In May 2022, Russian Foreign Minister Sergey Lavrov once again accused Ukraine of spreading Nazism, adding that Vladimir Zelensky’s Jewish roots do not mean that there is no anti-Semitism in Ukraine because “Hitler had Jewish blood” and that “the most ardent anti-Semites are usually Jews”, which provoked a diplomatic scandal. The Russian ambassador was summoned to the Israeli Foreign Ministry.
“The Protocols of the Elders of Zion” has become one of the most influential products of anti-Semitic propaganda. Traces of the origin of the fake document are lost among right-wing activists, Orthodox publicists, and the secret police. Back in Tsarist Russia, investigators determined that the text was a forgery and imposed a ban on its distribution. However, this did not lead to its disappearance.
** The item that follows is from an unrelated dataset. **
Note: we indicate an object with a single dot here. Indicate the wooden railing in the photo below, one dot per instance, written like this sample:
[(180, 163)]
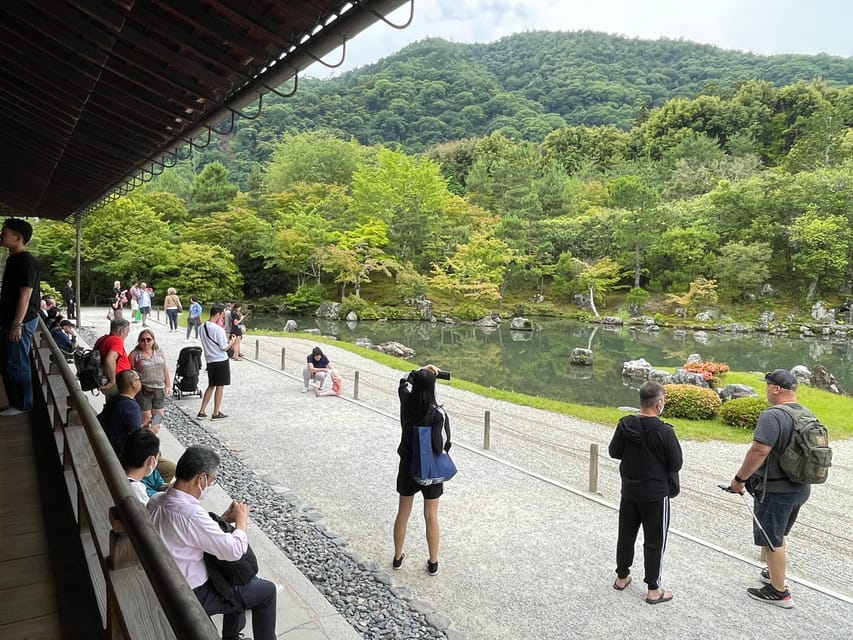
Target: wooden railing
[(140, 592)]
Even several years later, anti-Semitic literature with the texts of the “Protocols” was in demand among the royal family members, which testifies to the spread of anti-Semitic ideas and belief in conspiracy theories in Russia. Neither journalists, scholars, nor judges, who have repeatedly proven that the text of the “Protocols” was invented to incite hatred against Jews, were able to stop the spread of conspiracy theories throughout the world.
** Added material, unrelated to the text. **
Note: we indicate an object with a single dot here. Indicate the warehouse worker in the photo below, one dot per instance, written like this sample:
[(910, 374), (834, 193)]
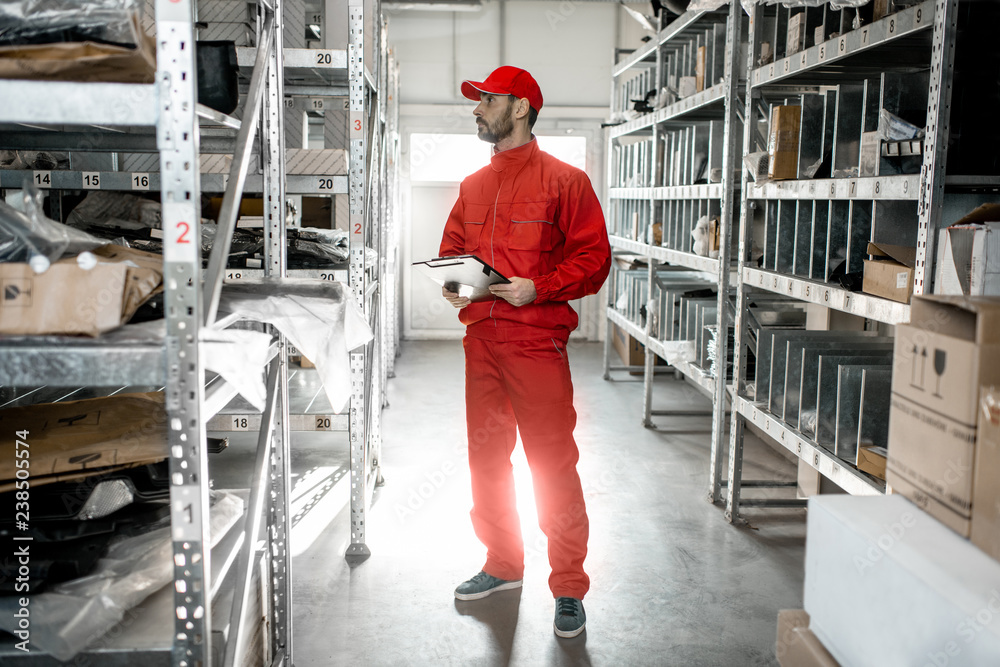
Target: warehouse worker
[(537, 221)]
Nazi Germany used a conspiracy story to commit genocide against Jews. The Holocaust claimed the lives of up to 6 million people, including Jews from Poland, Belarus, Ukraine, and Russia. More than 100 years after the publication of “The Protocols”, conspiracy theorists and populists continue to use anti-Semitic narratives with references to “The Protocols of the Elders of Zion”, spreading new conspiracy theories about the enslavement of humanity through capital concentration or mass vaccination against the coronavirus.